School of Software, East China Jiaotong University, Nanchang 330013, China.
Brief Bioinform. 2022 Sep 20;23(5). doi: 10.1093/bib/bbac292.
Increasing biomedical evidence has proved that the dysregulation of miRNAs is associated with human complex diseases. Identification of disease-related miRNAs is of great importance for disease prevention, diagnosis and remedy. To reduce the time and cost of biomedical experiments, there is a strong incentive to develop efficient computational methods to infer potential miRNA-disease associations. Although many computational approaches have been proposed to address this issue, the prediction accuracy needs to be further improved. In this study, we present a computational framework MKGAT to predict possible associations between miRNAs and diseases through graph attention networks (GATs) using dual Laplacian regularized least squares. We use GATs to learn embeddings of miRNAs and diseases on each layer from initial input features of known miRNA-disease associations, intra-miRNA similarities and intra-disease similarities. We then calculate kernel matrices of miRNAs and diseases based on Gaussian interaction profile (GIP) with the learned embeddings. We further fuse the kernel matrices of each layer and initial similarities with attention mechanism. Dual Laplacian regularized least squares are finally applied for new miRNA-disease association predictions with the fused miRNA and disease kernels. Compared with six state-of-the-art methods by 5-fold cross-validations, our method MKGAT receives the highest AUROC value of 0.9627 and AUPR value of 0.7372. We use MKGAT to predict related miRNAs for three cancers and discover that all the top 50 predicted results in the three diseases are confirmed by existing databases. The excellent performance indicates that MKGAT would be a useful computational tool for revealing disease-related miRNAs.

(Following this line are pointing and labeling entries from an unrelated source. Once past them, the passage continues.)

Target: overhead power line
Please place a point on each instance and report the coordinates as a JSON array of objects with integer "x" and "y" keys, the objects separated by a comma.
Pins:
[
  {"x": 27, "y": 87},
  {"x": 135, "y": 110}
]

越来越多的生物医学证据证明,miRNA 的失调与人类复杂疾病有关。鉴定与疾病相关的 miRNA 对于疾病的预防、诊断和治疗具有重要意义。为了减少生物医学实验的时间和成本,开发有效的计算方法来推断潜在的 miRNA-疾病关联具有很强的激励作用。尽管已经提出了许多计算方法来解决这个问题,但预测准确性仍有待进一步提高。在这项研究中,我们提出了一种计算框架 MKGAT,通过使用双拉普拉斯正则化最小二乘法的图注意网络(GATs)来预测 miRNA 和疾病之间可能的关联。我们使用 GATs 从已知 miRNA-疾病关联、内 miRNA 相似性和内疾病相似性的初始输入特征中,在每个层上学习 miRNA 和疾病的嵌入。然后,我们根据学习到的嵌入,使用高斯相互作用谱(GIP)计算 miRNA 和疾病的核矩阵。我们进一步使用注意力机制融合每个层的核矩阵和初始相似度。最后,通过融合的 miRNA 和疾病核,使用双拉普拉斯正则化最小二乘法进行新的 miRNA-疾病关联预测。通过 5 折交叉验证与 6 种最先进的方法进行比较,我们的方法 MKGAT 获得了 0.9627 的最高 AUROC 值和 0.7372 的 AUPR 值。我们使用 MKGAT 预测了三种癌症的相关 miRNA,并发现三种疾病中排名前 50 的预测结果均得到了现有数据库的证实。优异的性能表明,MKGAT 将成为揭示疾病相关 miRNA 的有用计算工具。